CERT Catch and Release Is Not the Way to Go

Community Emergency Response Teams (CERT) need care and feeding.

by Eric Holdeman / January 15, 2019

The Community Emergency Response Teams (CERT) is a wonderful concept for providing training on basic emergency responder skills to average citizens. Some jurisdictions and emergency managers may have the wrong concept when it comes to conducting CERT training and maintaining an active CERT program.

It is not enough to recruit individuals into signing up and receiving training. The real power of those trained individuals is when they continue to hone their individual skills and combine them with the skills of others in a team environment. 

The biggest gripe that CERT trained staff have is not having follow-on activities that keep them engaged. People not engaged will have the skills that they learned atrophy and the energy and enthusiasm that they once had also fade away. 

To keep CERT people engaged requires commitment on the part of emergency managers and their program staff. It has to be one of the priorities. CERT leadership could be a volunteer position. You just need to provide the care and feeding of the program to give them meaningful tasks — like in supporting community events. 

One last comment that was just shared with me on the above topic. If you have an active CERT program, be willing for trained CERT individuals from other jurisdictions to join you and your teams if they don't have any other recourse available to them. Doing so is not poaching from others, they, after all, have just had a "catch and release" approach to CERT volunteers. 

Now three days after posting the above, I got the following comment below on my LinkedIn feed. It summarizes many of the other comments that have been sent my way. Certainly it is a call to re-look how you run your CERT program. I don't recommend a barbless hook approach!

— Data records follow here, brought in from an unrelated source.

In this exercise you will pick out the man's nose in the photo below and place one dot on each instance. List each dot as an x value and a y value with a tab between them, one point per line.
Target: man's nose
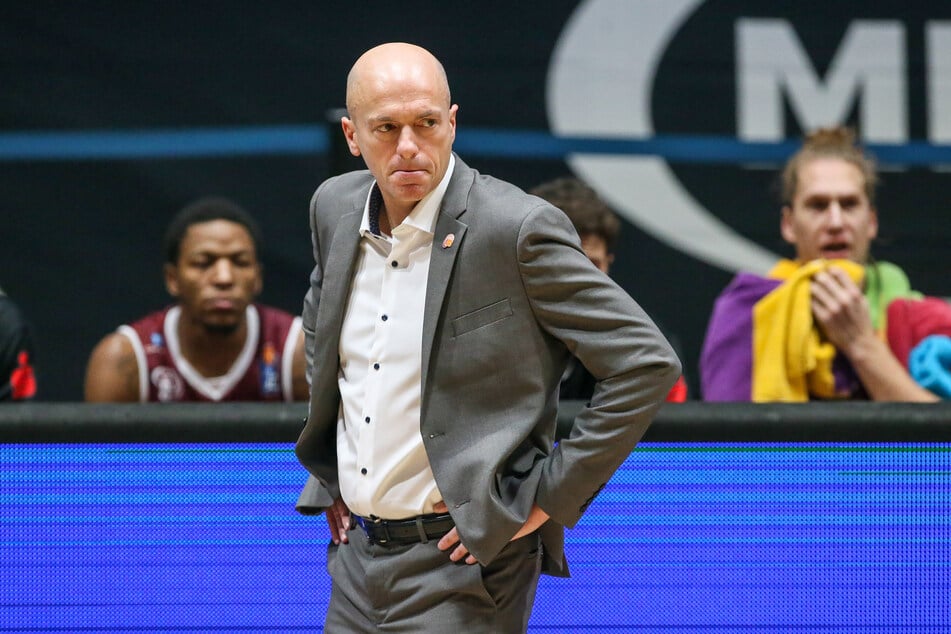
835	215
407	146
222	272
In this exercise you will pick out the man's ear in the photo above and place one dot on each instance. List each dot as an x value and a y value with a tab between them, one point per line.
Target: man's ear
350	134
171	279
786	228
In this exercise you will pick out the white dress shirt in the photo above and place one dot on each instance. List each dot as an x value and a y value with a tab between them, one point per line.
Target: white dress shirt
382	464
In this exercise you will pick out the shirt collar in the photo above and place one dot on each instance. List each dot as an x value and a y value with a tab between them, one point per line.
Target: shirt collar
423	216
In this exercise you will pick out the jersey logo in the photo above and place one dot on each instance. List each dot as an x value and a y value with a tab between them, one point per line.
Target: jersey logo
168	383
270	384
156	343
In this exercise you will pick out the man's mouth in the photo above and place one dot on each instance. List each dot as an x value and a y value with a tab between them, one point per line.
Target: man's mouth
836	250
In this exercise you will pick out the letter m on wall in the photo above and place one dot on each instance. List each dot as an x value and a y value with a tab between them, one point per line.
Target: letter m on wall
869	65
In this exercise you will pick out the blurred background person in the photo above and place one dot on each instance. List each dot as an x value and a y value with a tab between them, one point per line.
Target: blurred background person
17	378
214	343
814	327
598	227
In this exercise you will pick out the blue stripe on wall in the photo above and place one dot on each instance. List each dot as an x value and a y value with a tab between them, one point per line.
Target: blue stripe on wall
488	142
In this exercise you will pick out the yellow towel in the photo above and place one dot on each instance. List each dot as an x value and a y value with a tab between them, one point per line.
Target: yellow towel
790	358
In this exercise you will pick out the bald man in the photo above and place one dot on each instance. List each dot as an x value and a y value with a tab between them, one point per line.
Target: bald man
442	309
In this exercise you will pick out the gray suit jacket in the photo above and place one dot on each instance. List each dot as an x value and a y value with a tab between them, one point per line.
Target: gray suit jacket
506	304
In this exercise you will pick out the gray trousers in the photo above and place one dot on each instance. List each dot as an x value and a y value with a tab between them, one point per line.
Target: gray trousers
416	589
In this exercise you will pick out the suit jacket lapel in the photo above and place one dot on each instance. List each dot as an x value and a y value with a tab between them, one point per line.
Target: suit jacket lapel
443	258
338	272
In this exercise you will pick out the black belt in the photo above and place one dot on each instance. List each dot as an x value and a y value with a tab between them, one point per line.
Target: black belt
414	530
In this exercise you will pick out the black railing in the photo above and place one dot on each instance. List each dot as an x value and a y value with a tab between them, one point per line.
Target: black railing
686	422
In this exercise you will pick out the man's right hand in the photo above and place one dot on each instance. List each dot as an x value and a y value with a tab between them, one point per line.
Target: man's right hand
338	520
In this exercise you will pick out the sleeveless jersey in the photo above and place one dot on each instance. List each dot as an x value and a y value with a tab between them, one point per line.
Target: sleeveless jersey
262	371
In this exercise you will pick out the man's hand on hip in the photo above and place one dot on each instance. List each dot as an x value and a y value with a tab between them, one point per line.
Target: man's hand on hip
536	518
338	520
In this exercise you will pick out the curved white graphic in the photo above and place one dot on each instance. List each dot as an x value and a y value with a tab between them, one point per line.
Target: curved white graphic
599	84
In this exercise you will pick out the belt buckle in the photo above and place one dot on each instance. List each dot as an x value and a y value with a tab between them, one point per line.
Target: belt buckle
381	524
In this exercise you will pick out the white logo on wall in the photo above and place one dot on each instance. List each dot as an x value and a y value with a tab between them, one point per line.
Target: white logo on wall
601	78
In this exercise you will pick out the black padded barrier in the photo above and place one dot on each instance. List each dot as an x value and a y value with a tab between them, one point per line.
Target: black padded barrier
282	422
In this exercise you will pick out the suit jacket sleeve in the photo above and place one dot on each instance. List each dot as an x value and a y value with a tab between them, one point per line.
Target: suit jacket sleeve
614	338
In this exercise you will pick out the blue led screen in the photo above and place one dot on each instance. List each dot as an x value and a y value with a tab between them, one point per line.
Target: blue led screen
687	537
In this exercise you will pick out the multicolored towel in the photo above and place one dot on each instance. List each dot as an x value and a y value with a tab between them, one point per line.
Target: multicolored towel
792	361
726	361
930	364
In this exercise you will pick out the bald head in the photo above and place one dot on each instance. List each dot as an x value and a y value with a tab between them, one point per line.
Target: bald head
391	64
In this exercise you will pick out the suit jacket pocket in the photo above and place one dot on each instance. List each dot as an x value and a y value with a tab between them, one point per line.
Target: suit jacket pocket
481	317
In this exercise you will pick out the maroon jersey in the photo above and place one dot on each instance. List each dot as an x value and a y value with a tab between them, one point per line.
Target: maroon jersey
262	372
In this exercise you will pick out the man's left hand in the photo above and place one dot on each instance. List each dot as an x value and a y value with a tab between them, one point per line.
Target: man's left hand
536	518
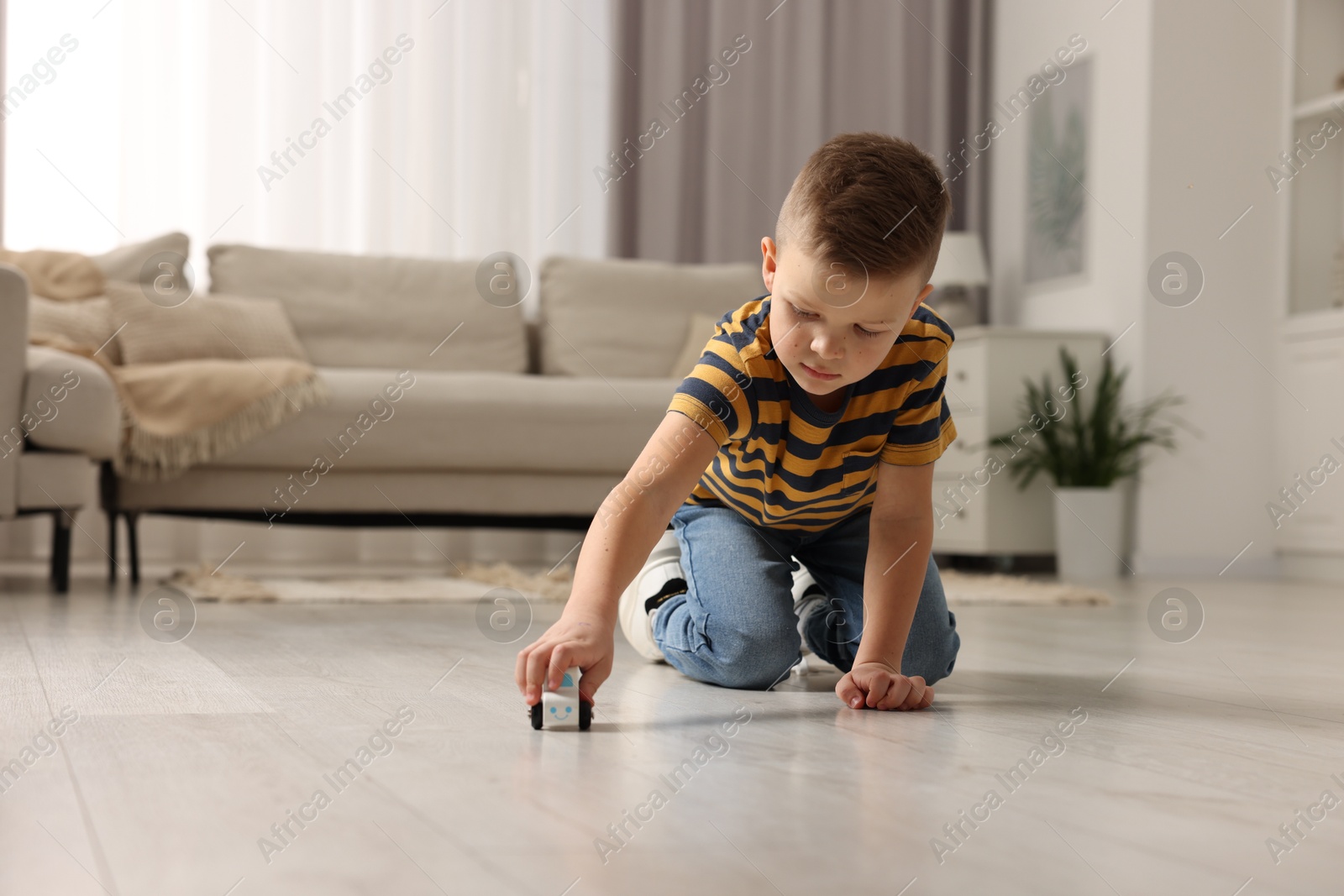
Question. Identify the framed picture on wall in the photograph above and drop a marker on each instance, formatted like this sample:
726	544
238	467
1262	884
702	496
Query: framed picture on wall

Sherilyn Burris, MPA FPEM CEM
Resilience and Disaster Risk Reduction Consultant

I worked for an organization that had a list of almost 800 people who received the CERT training but no plan to ever use them -- not even any way to contact them. Short-sighted emergency management programs believe a paper certificate is a magic bullet but in real life, these programs require ongoing and dedicated work. Your article is spot on! The program is all "lights and sirens" (or bandaids and household fire extinguishers). It is "a good start" but needs expanded in order to be functional, effective, and useful. I'd love to see CERT grow into tangible disaster recovery and resilience.